Creare un ambiente positivo a tavola

  • Mangiate insieme senza schermi. Parlare a tavola fa sentire i bambini protagonisti. Frasi come “Mi piace parlare con te a tavola, spegniamo la TV?” aiutano a vivere il pasto come un momento di relazione.

  • Modellate comportamenti sani. Secondo la SIP, essere un buon modello significa mostrare piacere nel mangiare cibi sani e nel muoversi; ciò trasmette ai figli che mangiare verdura e fare attività sono attività divertenti, non punizioni per dimagrire.

  • Evitare premi e punizioni legati al cibo. Il manuale “Talking Positively at Mealtimes” dell’Università del Nevada indica che negare il dessert finché non si mangiano le verdure o usare il cibo come ricompensa può portare a un rapporto conflittuale con il cibo.

Ascoltare e rispondere alle domande

  • Fate domande aperte. Chiedete: “Come ti senti dopo aver mangiato?” o “Qual è stata la cosa più buona di oggi?” per stimolare i bambini ad ascoltare i propri segnali di fame e sazietà.

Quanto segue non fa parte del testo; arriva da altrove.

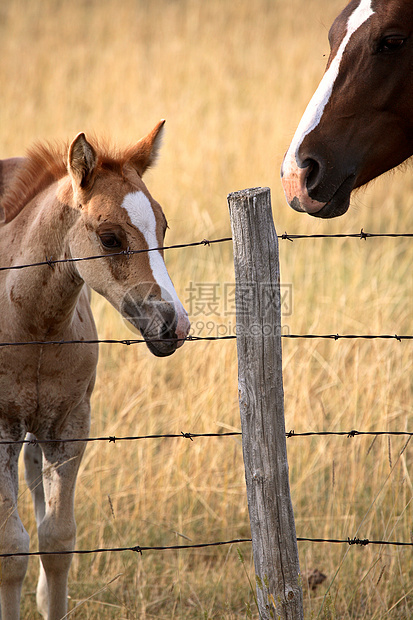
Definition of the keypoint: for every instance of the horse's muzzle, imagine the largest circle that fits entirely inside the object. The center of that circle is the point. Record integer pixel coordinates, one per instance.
(163, 329)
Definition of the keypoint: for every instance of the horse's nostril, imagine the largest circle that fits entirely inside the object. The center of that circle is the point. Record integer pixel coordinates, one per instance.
(168, 331)
(313, 174)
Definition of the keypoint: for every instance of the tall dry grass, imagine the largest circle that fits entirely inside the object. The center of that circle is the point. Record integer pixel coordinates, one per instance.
(232, 79)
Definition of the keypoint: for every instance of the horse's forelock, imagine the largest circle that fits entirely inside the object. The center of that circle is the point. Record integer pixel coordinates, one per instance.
(45, 164)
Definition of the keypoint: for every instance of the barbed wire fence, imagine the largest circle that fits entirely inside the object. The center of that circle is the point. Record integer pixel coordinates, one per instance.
(292, 434)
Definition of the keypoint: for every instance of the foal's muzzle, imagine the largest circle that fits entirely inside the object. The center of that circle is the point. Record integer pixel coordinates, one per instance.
(156, 320)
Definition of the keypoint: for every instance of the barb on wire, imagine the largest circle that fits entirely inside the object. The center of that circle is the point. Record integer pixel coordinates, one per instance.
(114, 439)
(192, 436)
(129, 342)
(50, 262)
(348, 434)
(363, 542)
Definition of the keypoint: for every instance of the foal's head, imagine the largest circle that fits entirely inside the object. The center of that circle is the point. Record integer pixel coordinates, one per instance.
(359, 122)
(117, 213)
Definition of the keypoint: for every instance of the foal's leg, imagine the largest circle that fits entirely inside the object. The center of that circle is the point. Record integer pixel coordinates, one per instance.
(57, 529)
(13, 536)
(33, 465)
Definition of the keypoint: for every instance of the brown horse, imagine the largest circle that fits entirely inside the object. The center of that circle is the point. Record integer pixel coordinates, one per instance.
(77, 201)
(359, 123)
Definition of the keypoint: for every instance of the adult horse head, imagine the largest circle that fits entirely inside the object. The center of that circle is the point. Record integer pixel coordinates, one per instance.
(359, 123)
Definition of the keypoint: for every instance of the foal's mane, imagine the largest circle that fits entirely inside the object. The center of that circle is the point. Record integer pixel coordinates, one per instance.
(45, 164)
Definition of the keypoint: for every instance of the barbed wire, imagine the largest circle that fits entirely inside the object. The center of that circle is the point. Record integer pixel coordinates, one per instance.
(182, 435)
(362, 542)
(133, 341)
(51, 262)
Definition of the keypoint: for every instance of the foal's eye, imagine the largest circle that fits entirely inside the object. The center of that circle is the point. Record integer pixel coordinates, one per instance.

  • Se il bambino parla di peso. La SIP consiglia di non drammatizzare e di rispondere con empatia, spiegando che ogni corpo cresce in modo diverso e che l’importante è essere sani. Se il bambino sente parole offensive a scuola (“ciccione”, “balena”), chiedetegli come si è sentito e rassicuratelo; può essere utile coinvolgere il pediatra o gli insegnanti.

  • Non proibite cibi “poco sani”. Lo studio citato da FoodNavigator mostra che quando si spiega perché un cibo fa bene, i bambini lo accettano più volentieri. Invece di vietare i dolci, insegnate a moderarli e a inserirli in contesti speciali.


Conclusioni: il ruolo della palestra e della famiglia

Come palestra ci sentiamo responsabili di diffondere messaggi che promuovano benessere fisico e mentale. Crediamo che dai 3 ai 6 anni i bambini siano particolarmente ricettivi a ciò che vedono e ascoltano. Parlare di dieta in modo negativo può instillare sensi di colpa e un’ossessione per la magrezza. Invece, utilizzare un linguaggio positivo, mostrare comportamenti sani e coinvolgere i bambini nella scelta e preparazione dei pasti li aiuta a sviluppare un rapporto equilibrato con il cibo.

Incoraggiamo i genitori a trasformare la tavola in un terreno di gioco educativo, a celebrare la diversità dei corpi e a ricordare che la salute è un viaggio, non una gara. Passare dalla mentalità della dieta a quella del mangiare bene è un regalo che possiamo fare ai nostri figli, per aiutarli a crescere forti, sicuri e felici.